Lindrum later wrote that "years later I am still pondering the loss of that 1937 crown." He felt that he was in good form during the match, and reflected that "It didn't seem possible but when play began at night, frame after frame slipped slowly from my grasp." Billiards and Snooker magazine's commentary on the tournament stated that the standard of play was higher than in any of the preceding championships. Praising Joe Davis, the article suggested that "It may be doubted if any game was so completely, so perfectly interpreted as is snooker by Davis."

==Main draw==

Schedule of matches for the 1937 World Snooker Championship
| Match | Dates | Venue, city | Ref. |
|---|---|---|---|
| Horace Lindrum v Sydney Lee | 22–24 February 1937 | Thurston's Hall, London |  |
| Willie Smith v Tom Newman | 25–27 February 1937 | Thurston's Hall, London |  |
| Sidney Smith v Alec Brown | 1–3 March 1937 | Thurston's Hall, London |  |
| Joe Davis v Bill Withers | 4–6 March 1937 | Thurston's Hall, London |  |
| Horace Lindrum v Willie Smith | 8–10 March 1937 | Thurston's Hall, London |  |
| Joe Davis v Alec Brown | 11–13 March 1937 | Thurston's Hall, London |  |
| Joe Davis v Horace Lindrum | 15–20 March 1937 | Thurston's Hall, London |  |

The results for the tournament are shown below. Match winners are denoted in bold.

===Final===

Final: 61 frames.
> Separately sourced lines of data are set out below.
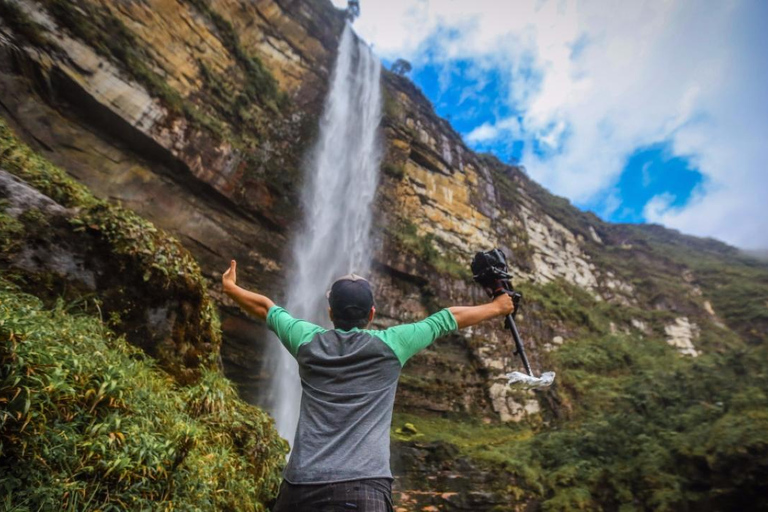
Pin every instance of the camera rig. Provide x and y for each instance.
(489, 270)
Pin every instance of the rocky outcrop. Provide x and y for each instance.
(681, 335)
(196, 114)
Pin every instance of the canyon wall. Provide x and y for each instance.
(197, 114)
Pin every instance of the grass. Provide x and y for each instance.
(90, 423)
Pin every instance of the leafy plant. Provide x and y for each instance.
(90, 423)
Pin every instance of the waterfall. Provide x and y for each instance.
(341, 177)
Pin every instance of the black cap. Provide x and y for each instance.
(350, 297)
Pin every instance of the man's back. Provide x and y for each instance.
(349, 380)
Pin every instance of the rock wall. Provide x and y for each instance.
(197, 114)
(233, 193)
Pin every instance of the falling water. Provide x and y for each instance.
(342, 173)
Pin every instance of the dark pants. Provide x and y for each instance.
(371, 495)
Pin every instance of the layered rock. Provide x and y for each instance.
(202, 126)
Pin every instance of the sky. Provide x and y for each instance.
(641, 111)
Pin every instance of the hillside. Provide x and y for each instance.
(194, 117)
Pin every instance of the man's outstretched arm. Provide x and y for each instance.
(253, 303)
(467, 316)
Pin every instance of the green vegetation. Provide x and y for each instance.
(109, 36)
(89, 423)
(261, 86)
(18, 20)
(394, 170)
(139, 251)
(405, 233)
(736, 285)
(648, 430)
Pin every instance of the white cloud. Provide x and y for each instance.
(597, 80)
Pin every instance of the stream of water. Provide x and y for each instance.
(341, 177)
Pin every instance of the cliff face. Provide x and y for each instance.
(197, 114)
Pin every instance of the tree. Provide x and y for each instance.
(353, 9)
(401, 67)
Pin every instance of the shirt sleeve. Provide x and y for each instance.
(408, 339)
(292, 332)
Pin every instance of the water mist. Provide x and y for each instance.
(341, 177)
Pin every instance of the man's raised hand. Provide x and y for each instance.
(229, 278)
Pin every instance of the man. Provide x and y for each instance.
(340, 457)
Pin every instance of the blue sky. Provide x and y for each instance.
(644, 111)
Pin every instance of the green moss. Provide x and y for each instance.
(89, 423)
(394, 170)
(133, 244)
(11, 231)
(22, 25)
(109, 36)
(260, 87)
(405, 233)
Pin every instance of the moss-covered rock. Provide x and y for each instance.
(88, 422)
(147, 285)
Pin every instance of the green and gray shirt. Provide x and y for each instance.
(348, 381)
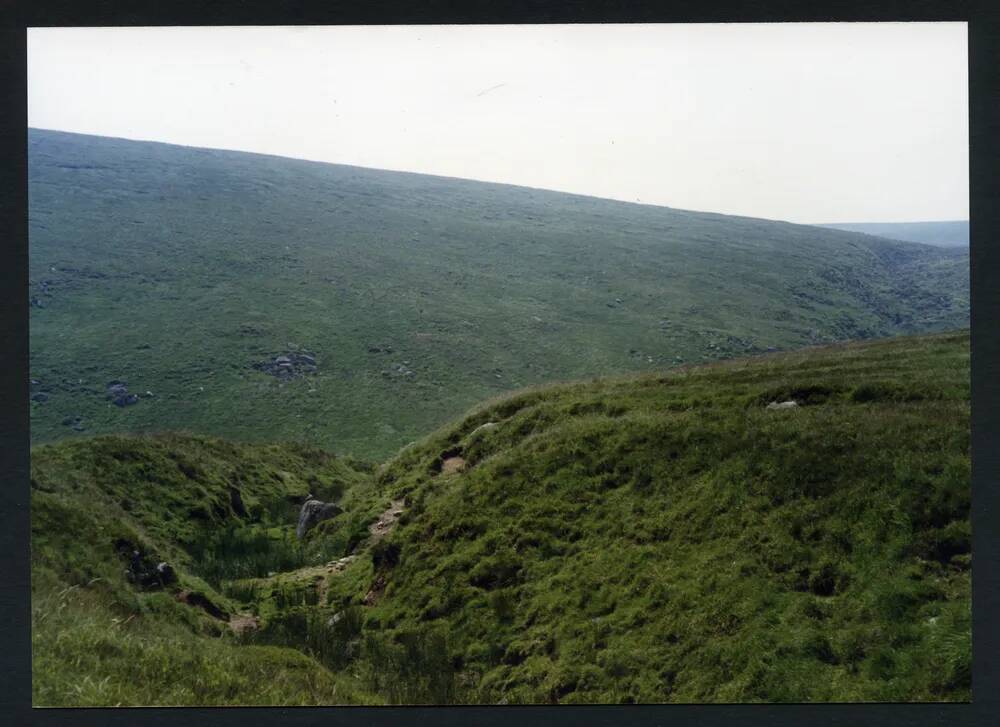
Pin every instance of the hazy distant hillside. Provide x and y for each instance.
(945, 234)
(259, 297)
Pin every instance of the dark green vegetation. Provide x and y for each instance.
(661, 537)
(945, 234)
(186, 272)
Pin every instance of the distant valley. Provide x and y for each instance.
(262, 298)
(953, 233)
Thurston's Hall, London, England, 15–20 March 1937.
| Joe Davis England | 32–29 | Horace Lindrum Australia |
Day 1: 109–12 (50), 21–81, 76–45 (53), 30–95 (81), 73–21, 42–78, 70–49, 22–89 (75), 44–50, 83–37 Day 2: 58–65, 24–89, 95–25, 37–88 (70), 72–37, 36–80 (56), 98–22, 40–82 (73), 30–80 (55), 79–53 Day 3: 16–114 (80), 19–74, 93–37 (51), 14–105 (56), 78–15, 66–70, 45–54, 58–50, 13–107, 66–19 Day 4: 103–33 (103), 98–23 (66), 21–104 (93), 92–36, 110–23, 82–46, 29–95 (58), 56–92, 128–0, 34–51 Day 5: 59–46, 56–33, 68–61, 92–3, 8–80 (56), 120–1, 71–56, 81–34, 107–15 (93), 46–83 Day 6: 66–52, 44–73, 66–55, 25–78, 24–101 (58), 27–61, 63–65 (Lindrum 53), 63–42, 72–41, 38–83, 87–27 (62)
Davis had won the match 31–28 before dead frames were played.

==Qualifying==
Withers and Fred Davis played at Thurston's Hall from 7 to 9 January. It was the championship debut for both players. Joe Davis was playing Tom Newman in a 71-frame handicap match on the same days which meant that the Withers and Fred Davis match was played earlier in the day than usual with two sessions at 11:30 am and 5:15 pm. Withers took a decisive 16–13 lead on the final evening, and the match ended with him 17–14 ahead.

== Century breaks ==
The 103 break by Horace Lindrum was the first century break in the final of the World Snooker Championship.